Voici le roman qui a fait soufflé un vent de modernité sur les lettres indiennes en 2007. L’auteur, jeune femme née en 1974, y dépeint la vie d’une jeune étudiante indienne, très studieuse, très mûre, qui découvre tout à coup son homosexualité. Ce sont trois femmes (rien que ça !) qui vont lui faire découvrir l’amour et la sensualité. Et pas n’importe quelle femme ! Puisque dans la société indienne très cloisonnée des castes, Babyji (un diminutif qui veut dire bébé) va se lier avec Rani, la bonne de la maison (alors qu’elle appartient à la caste des brahmanes), puis avec Linde, une femme mûre divorcée et enfin avec Sheela, une lycéenne amie. Le thème est bien sûr l’éveil de la sexualité mais pas seulement !

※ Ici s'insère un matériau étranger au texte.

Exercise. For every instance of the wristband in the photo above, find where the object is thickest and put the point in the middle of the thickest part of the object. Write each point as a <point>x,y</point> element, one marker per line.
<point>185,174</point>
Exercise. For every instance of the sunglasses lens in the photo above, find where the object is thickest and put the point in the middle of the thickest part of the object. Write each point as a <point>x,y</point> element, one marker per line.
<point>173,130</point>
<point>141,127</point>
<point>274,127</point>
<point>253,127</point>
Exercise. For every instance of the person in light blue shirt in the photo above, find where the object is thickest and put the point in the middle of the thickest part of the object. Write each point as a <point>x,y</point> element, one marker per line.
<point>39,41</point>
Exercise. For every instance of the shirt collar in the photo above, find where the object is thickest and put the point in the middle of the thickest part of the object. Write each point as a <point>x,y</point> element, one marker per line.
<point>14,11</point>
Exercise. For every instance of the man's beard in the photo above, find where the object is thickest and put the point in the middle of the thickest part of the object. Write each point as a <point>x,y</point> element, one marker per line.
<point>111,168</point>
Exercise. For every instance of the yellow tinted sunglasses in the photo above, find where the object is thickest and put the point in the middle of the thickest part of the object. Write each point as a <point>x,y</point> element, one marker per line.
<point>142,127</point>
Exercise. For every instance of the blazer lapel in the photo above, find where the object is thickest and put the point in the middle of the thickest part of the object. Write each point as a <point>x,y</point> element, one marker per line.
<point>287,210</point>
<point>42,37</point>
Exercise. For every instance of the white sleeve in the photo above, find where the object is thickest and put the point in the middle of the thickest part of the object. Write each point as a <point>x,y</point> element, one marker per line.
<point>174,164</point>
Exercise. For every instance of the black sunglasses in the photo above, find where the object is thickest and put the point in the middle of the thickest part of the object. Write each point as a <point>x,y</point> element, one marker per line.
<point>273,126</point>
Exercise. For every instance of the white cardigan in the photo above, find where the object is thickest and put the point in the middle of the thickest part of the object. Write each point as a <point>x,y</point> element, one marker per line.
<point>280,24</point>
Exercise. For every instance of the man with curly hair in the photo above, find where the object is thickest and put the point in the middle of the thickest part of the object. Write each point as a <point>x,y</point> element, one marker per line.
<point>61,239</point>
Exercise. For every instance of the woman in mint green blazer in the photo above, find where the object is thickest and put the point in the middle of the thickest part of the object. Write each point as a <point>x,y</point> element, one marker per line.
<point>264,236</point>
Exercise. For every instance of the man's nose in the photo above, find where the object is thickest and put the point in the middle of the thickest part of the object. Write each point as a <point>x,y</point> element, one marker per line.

L’auteur va à contre courant de tous les principes fondamentaux qui régissent l’Inde : il est inacceptable de se lier à une bonne et d’entretenir des relations d’égales à égales avec ses aînées. Il s’agit donc bien d’un vibrant appel à la modernisation de la société indienne fermée dans ses carcans.

Evoquant explicitement la Lolita de Vladimir Nabokov, Babyji veut faire l’expérience de sa liberté dans sa sexualité, des relations et aussi dans son avenir : comme elle le dit, elle ne veut pas devenir une machine à laver humaine ! C'est une femme forte qui ne laisse personne lui dicter sa vie.

Il s’agit donc d’abord d’un récit d’initiation et d’émancipation aux forts accents subversifs. La constellation de personnages qui gravitent autour de la Lolita est très attachante : la domestique confidente et amante qui veut quitter son mari violent, Linde, la femme libre coupable de son amour pour Babyji, Sheela, la jeune fille fausse timide qui s’émancipera aux côté de sa camarade, et aussi trois figures masculines intéressantes : l’ami confident Vidur, incarnation de la sagesse, son père, le très subversif Adit, double de Humbert Humbert dans Lolita, qui lorgne de façon lubrique l’amie de son fils et enfin, le lycéen Chakra Dev, l’enfant terrible qui met des préservatifs sur le pupitre des filles…

Ce roman est vraiment le plus frais que j’ai lu depuis longtemps ! Il vous met un punch d’enfer ! Les personnages sont hauts en couleur, les dialogues sont drôles et percutants.

L’écriture originale, très métaphorique, reprend le champ lexical scientifique car Babyji adore la physique et la chimie et tente d’appliquer ses cours de physique quantique à la vie quotidienne et à ses relations amoureuses.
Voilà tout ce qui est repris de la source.